Coinciding with a construction boom in New York City in the late 1920s, enough Haudenosaunee ironworkers moved to the city with their families to create a makeshift community in Brooklyn they called “Little Caughnawaga,” which is the anglicized version of Kahnawake. At its peak, the community numbered between 700 and 800 people – a significant fraction of the communities left behind on the other side of the border.

A man in a red hard hat sits on a girder high above New York City
Haudenosaunee ironworker Joe Regis works on the Chase Manhattan bank building in the 1960s (via the Smithsonian)

In fact, the community in Kahnawake is so tied to ironworking that the community – population about 8,000 – has no fewer than three monuments honouring Indigenous ironworkers.

And like lacrosse, the history of Indigenous ironworkers is inextricably linked to self-determination and sovereignty, with ironworkers from Haudenosaunee communities moving back and forth over the (imposed) international border for more than a century.

“This is a critical component of Haudenosaunee sovereignty from this territory and from Kahnawake,” says Downey. “Indigenous ironworkers are crossing the international border line and asserting their self-determination by fighting to freely cross that border and work in the United States without a Green Card, which they should have been able to do under the terms of the Jay Treaty of 1794.”

Downey’s academic work carries over to his other passion: working with Indigenous youth, translating his research into presentations and resources for communities across North America, familiarizing youth and community members with various aspects of Indigenous history and with his own personal experiences as a lacrosse player and academic.
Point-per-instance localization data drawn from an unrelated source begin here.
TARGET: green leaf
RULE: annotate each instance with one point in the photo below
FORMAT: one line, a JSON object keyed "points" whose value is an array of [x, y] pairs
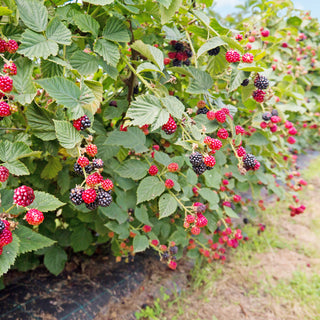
{"points": [[141, 213], [167, 205], [52, 168], [33, 13], [45, 202], [209, 195], [140, 243], [35, 45], [153, 54], [200, 83], [31, 240], [85, 63], [210, 44], [134, 138], [87, 24], [116, 30], [174, 106], [65, 92], [108, 50], [149, 188], [133, 169], [230, 213], [17, 168], [9, 254], [24, 90], [58, 32], [67, 135], [10, 151], [81, 238], [146, 109], [167, 13], [55, 259], [40, 122]]}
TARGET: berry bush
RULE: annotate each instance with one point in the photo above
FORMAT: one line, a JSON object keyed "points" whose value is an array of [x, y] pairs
{"points": [[128, 125]]}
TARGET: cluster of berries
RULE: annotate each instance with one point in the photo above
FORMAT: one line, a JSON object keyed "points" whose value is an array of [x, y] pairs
{"points": [[261, 83], [82, 123], [234, 56], [197, 220], [6, 81], [97, 190], [181, 54], [273, 117]]}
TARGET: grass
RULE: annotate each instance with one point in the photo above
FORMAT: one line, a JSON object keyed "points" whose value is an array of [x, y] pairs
{"points": [[296, 296]]}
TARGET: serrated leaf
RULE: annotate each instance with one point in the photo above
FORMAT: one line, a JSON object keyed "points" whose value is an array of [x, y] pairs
{"points": [[81, 238], [133, 169], [149, 188], [210, 44], [40, 122], [116, 30], [58, 32], [141, 213], [33, 13], [67, 135], [52, 168], [167, 205], [24, 90], [55, 259], [167, 13], [45, 202], [174, 106], [153, 54], [87, 24], [9, 254], [84, 63], [17, 168], [140, 243], [35, 45], [31, 240], [134, 138], [108, 50], [10, 151]]}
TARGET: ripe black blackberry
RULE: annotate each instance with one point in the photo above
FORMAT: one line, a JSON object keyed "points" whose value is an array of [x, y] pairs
{"points": [[76, 195], [261, 82], [274, 112], [85, 122], [266, 116], [196, 158], [249, 161], [176, 63], [104, 198], [199, 169], [202, 110], [245, 82], [187, 62], [93, 205], [214, 51], [2, 226], [179, 46], [97, 163], [78, 169]]}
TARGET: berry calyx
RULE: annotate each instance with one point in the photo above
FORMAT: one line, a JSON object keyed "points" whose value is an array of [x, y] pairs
{"points": [[34, 217], [23, 196], [232, 56], [153, 170], [4, 174], [169, 184], [170, 127], [89, 195], [91, 150]]}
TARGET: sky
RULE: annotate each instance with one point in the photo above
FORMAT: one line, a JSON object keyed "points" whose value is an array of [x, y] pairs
{"points": [[224, 7]]}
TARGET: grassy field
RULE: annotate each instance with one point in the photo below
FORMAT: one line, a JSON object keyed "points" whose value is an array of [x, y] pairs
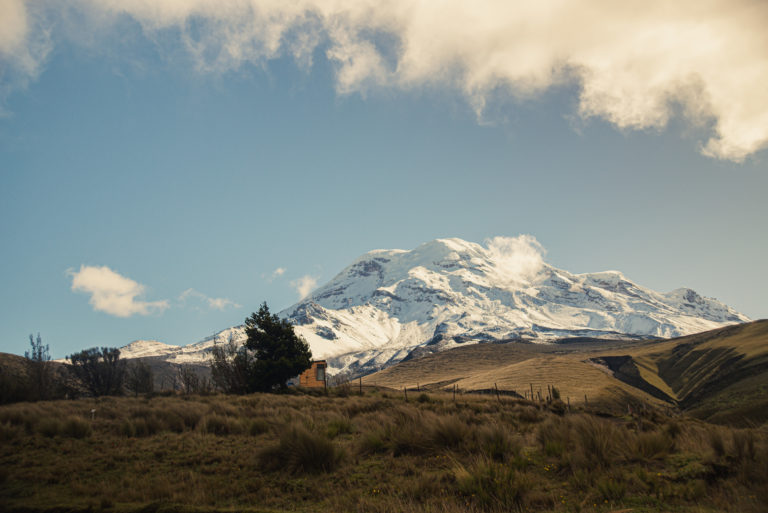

“As a historian, I’m very much aware that Indigenous peoples and communities have been written out of history for the purpose of getting rid of us, of eliminating us, of controlling us,” he says.

“It’s important for Indigenous youth to see themselves represented in books, at the front of a classroom, in the theatre – they need to see themselves in this empowering light. Sharing my experiences with them is a way of showing them that they can pursue whatever their passion might be. Indigenous youth have so much to offer us, and we need to celebrate their positivity and resilience – and the communities and elders that have made that possible throughout the generations.”